Institutional investors are quickly losing interest in Bitcoin, JP Morgan has stated in recent research. According to the bank, key flow metrics have dwindled in recent months indicating reduced interest from the professional investors. The research cited interest in Cboe Global Markets which is at its lowest since Bitcoin futures launched a year ago. The median transaction volume has dropped by over 96 percent as well, further indicating dwindling interest.
Meanwhile, a new report by Diar has suggested that institutional traders may have shifted to over-the-counter platforms. The report alleged that these traders are turning to these markets as they have high liquidity. However, the working hours continue to be an Achilles heel for OTC platforms. Diar revealed that OTC platforms are open for trading only 31 percent of yearly tradable hours.
Is Bitcoin Losing Tractions with Institutional Investors?
Bitcoin was trading at $3,565 at press time, down over 80 percent from its record high. Interestingly, Bitcoin hit its record high exactly a year ago. The currency has had many retail traders in panic mode after almost testing the $3,000 level recently. And according to researchers at US’ largest bank, institutional investors are just as panicky.
In a research note seen by Bloomberg, the bank cited the prolonged slump in prices as the biggest concern for these investors.
Participation by financial institutions in Bitcoin trading appears to be fading. Key flow metrics have downshifted dramatically, including in futures markets and in average volumes.
In 2017, interest from well-funded global conglomerates in Bitcoin was applauded by the crypto community. This was viewed as the all-important step that would legitimize Bitcoin in the eyes of the masses. The deep pockets these investors brought with them was also quite welcome.
This interest is waning. As revealed by the bank, open interest on Cboe’s Bitcoin futures has hit its lowest level since the futures launched a year ago. It’s not any different on CME either, with the platform experiencing the bottom of its range this year.

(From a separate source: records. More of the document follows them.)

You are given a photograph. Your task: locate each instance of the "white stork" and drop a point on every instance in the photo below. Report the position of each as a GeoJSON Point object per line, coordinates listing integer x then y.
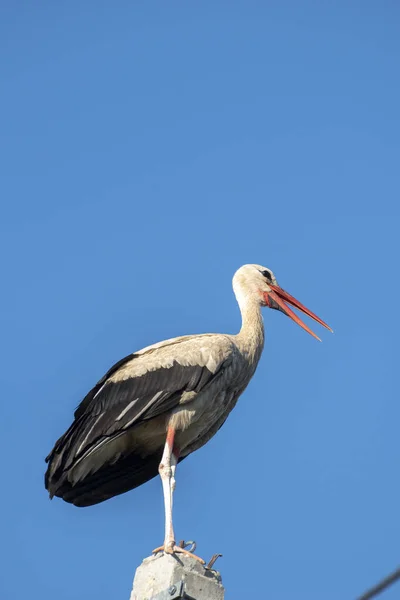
{"type": "Point", "coordinates": [156, 406]}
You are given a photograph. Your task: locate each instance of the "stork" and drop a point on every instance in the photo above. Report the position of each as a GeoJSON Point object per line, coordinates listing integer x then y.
{"type": "Point", "coordinates": [158, 405]}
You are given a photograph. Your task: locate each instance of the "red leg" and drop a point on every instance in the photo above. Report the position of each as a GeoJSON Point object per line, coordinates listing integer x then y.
{"type": "Point", "coordinates": [167, 473]}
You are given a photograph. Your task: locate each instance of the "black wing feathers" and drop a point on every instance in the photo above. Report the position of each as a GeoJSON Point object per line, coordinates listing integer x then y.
{"type": "Point", "coordinates": [109, 410]}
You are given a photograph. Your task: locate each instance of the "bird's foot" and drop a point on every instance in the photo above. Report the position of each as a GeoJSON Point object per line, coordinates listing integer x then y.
{"type": "Point", "coordinates": [171, 548]}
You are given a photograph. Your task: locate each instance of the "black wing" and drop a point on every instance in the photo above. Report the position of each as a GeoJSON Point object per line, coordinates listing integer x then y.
{"type": "Point", "coordinates": [88, 464]}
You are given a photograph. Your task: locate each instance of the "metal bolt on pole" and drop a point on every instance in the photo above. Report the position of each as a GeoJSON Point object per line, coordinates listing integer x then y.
{"type": "Point", "coordinates": [170, 577]}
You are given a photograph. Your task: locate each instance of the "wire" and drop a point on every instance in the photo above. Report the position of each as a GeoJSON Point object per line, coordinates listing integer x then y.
{"type": "Point", "coordinates": [381, 586]}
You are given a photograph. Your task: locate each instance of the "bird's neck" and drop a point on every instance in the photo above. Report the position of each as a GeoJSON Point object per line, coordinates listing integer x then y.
{"type": "Point", "coordinates": [250, 338]}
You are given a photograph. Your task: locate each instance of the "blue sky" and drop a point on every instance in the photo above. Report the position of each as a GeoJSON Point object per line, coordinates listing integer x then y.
{"type": "Point", "coordinates": [148, 150]}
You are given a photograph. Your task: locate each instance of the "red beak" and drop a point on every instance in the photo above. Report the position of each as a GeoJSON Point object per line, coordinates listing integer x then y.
{"type": "Point", "coordinates": [277, 298]}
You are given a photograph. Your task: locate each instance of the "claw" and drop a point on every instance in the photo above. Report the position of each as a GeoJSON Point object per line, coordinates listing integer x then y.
{"type": "Point", "coordinates": [168, 549]}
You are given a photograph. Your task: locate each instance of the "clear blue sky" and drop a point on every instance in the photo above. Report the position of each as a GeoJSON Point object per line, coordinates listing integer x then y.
{"type": "Point", "coordinates": [148, 150]}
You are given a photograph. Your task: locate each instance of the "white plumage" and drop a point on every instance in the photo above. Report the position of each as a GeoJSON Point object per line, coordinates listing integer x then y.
{"type": "Point", "coordinates": [157, 405]}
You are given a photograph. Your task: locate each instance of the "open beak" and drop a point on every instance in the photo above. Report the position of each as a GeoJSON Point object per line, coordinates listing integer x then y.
{"type": "Point", "coordinates": [278, 298]}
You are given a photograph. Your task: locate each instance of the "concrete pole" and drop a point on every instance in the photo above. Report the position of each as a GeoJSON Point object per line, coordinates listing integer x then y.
{"type": "Point", "coordinates": [166, 577]}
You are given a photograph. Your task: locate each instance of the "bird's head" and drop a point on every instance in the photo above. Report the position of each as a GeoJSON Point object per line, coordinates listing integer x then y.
{"type": "Point", "coordinates": [259, 283]}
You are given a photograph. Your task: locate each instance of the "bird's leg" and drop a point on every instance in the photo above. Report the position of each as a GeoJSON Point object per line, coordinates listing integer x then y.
{"type": "Point", "coordinates": [167, 470]}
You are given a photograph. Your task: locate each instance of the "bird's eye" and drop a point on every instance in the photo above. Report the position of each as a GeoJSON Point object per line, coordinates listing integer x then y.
{"type": "Point", "coordinates": [267, 275]}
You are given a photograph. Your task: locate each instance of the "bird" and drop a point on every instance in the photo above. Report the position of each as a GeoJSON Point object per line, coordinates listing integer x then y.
{"type": "Point", "coordinates": [156, 406]}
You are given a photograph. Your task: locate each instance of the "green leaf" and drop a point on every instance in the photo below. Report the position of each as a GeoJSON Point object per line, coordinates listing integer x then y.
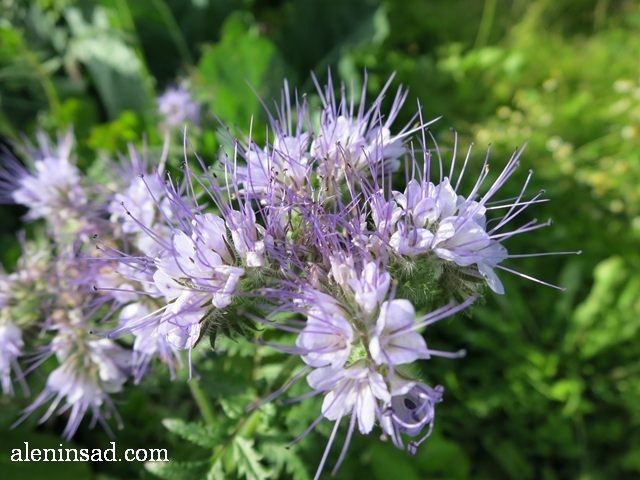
{"type": "Point", "coordinates": [228, 71]}
{"type": "Point", "coordinates": [115, 68]}
{"type": "Point", "coordinates": [202, 435]}
{"type": "Point", "coordinates": [247, 460]}
{"type": "Point", "coordinates": [173, 470]}
{"type": "Point", "coordinates": [285, 460]}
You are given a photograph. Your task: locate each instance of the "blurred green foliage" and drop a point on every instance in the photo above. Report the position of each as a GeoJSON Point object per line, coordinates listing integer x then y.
{"type": "Point", "coordinates": [551, 383]}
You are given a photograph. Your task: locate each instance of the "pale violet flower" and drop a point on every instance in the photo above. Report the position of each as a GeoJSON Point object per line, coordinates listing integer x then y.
{"type": "Point", "coordinates": [11, 348]}
{"type": "Point", "coordinates": [394, 340]}
{"type": "Point", "coordinates": [327, 336]}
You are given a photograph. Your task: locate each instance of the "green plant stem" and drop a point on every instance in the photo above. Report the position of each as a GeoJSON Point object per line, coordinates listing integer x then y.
{"type": "Point", "coordinates": [202, 401]}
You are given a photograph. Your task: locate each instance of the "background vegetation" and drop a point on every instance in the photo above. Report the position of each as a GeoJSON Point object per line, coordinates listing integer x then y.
{"type": "Point", "coordinates": [550, 387]}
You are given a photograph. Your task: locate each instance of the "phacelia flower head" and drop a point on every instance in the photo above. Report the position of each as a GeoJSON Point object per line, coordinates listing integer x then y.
{"type": "Point", "coordinates": [11, 348]}
{"type": "Point", "coordinates": [51, 188]}
{"type": "Point", "coordinates": [89, 371]}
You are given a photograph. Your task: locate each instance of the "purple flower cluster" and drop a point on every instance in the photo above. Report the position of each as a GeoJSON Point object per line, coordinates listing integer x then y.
{"type": "Point", "coordinates": [308, 224]}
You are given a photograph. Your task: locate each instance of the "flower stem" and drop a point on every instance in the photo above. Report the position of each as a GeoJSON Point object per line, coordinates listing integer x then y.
{"type": "Point", "coordinates": [202, 401]}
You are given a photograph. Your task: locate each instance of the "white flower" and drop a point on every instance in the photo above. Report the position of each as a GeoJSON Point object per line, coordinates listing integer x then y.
{"type": "Point", "coordinates": [371, 288]}
{"type": "Point", "coordinates": [327, 336]}
{"type": "Point", "coordinates": [393, 341]}
{"type": "Point", "coordinates": [11, 345]}
{"type": "Point", "coordinates": [356, 390]}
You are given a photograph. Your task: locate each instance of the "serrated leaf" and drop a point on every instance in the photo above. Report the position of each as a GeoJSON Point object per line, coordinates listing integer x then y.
{"type": "Point", "coordinates": [285, 460]}
{"type": "Point", "coordinates": [202, 435]}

The daily median transaction size has also taken quite a hit, signaling a decline in deep-pocketed investors. When Bitcoin was trading at record highs last year, the median transaction size stood at $5,000. It has dropped by 96 percent and currently stands below $160.

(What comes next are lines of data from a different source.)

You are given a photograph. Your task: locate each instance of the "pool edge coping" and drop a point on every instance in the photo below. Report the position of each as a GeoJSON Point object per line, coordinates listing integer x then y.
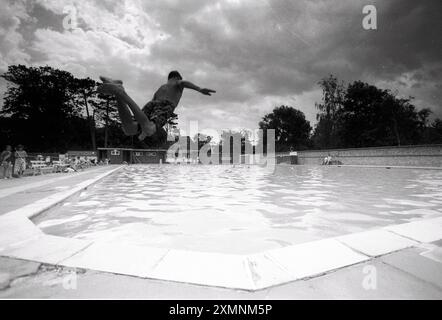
{"type": "Point", "coordinates": [252, 272]}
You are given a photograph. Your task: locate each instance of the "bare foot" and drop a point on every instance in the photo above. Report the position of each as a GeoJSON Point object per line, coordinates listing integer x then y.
{"type": "Point", "coordinates": [147, 130]}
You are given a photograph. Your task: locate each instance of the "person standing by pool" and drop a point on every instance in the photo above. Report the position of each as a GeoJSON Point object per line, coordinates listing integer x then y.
{"type": "Point", "coordinates": [20, 160]}
{"type": "Point", "coordinates": [149, 120]}
{"type": "Point", "coordinates": [6, 162]}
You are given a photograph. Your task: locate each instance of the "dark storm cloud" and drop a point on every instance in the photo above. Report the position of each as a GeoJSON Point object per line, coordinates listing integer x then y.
{"type": "Point", "coordinates": [255, 53]}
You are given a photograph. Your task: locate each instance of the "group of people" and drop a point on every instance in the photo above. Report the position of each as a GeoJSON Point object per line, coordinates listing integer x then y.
{"type": "Point", "coordinates": [13, 163]}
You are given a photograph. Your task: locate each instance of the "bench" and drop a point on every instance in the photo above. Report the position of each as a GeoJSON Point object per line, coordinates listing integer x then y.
{"type": "Point", "coordinates": [59, 166]}
{"type": "Point", "coordinates": [40, 167]}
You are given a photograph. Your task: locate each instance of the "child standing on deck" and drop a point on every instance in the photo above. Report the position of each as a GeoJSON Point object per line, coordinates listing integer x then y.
{"type": "Point", "coordinates": [20, 161]}
{"type": "Point", "coordinates": [6, 162]}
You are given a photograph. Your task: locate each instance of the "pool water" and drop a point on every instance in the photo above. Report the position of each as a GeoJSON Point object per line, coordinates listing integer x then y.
{"type": "Point", "coordinates": [243, 209]}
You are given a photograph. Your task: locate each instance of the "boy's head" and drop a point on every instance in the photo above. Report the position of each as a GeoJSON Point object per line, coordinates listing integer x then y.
{"type": "Point", "coordinates": [174, 75]}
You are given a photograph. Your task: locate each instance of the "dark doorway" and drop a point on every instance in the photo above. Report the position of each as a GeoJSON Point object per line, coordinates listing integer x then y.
{"type": "Point", "coordinates": [126, 156]}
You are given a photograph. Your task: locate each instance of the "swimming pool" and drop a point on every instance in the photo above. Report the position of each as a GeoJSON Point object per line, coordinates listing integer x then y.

The research note also noted that Bitcoin hasn’t been the only casualty. However, the other cryptos have suffered disproportionately, with some feeling the heat more than others.
Deserting the Marketing or Changing Strategy?
While JP’s research indicates that investors are deserting the market, Diar’s research indicates a shift in strategy. The blockchain and crypto research firm concluded that these investors are turning to OTC platforms such as Coinbase’s which witnessed a 20 percent hike in trading volume this year. In contrast, Grayscale’s Bitcoin Investment Trust (GBTC) witnessed a 35 percent decrease this year.
Some crypto and trading experts have also stated their belief that institutional investors are accumulating as the retail investors dump their crypto assets. One of these is Jake Chervinsky, a securities litigations lawyer with New York-based global law firm Kobre & Kim LLP. He recently stated:
Investors, with Bitcoin trading under $4,000:
Retail: “should I sell and buy back lower? should I open a short? should I just give up? is it going to zero? was this whole crypto thing a scam after all?” 📉😱
Institutions: “please keep selling us cheap Bitcoin. thank you.” 😆💰
— Jake Chervinsky (@jchervinsky) November 25, 2018
However, as revealed by Diar, the slowdown could be a combination of both diminishing interest and a rising popularity of OTC markets. With Bakkt set to launch in a month’s time, the market will get a better measure of institutional interest in Bitcoin.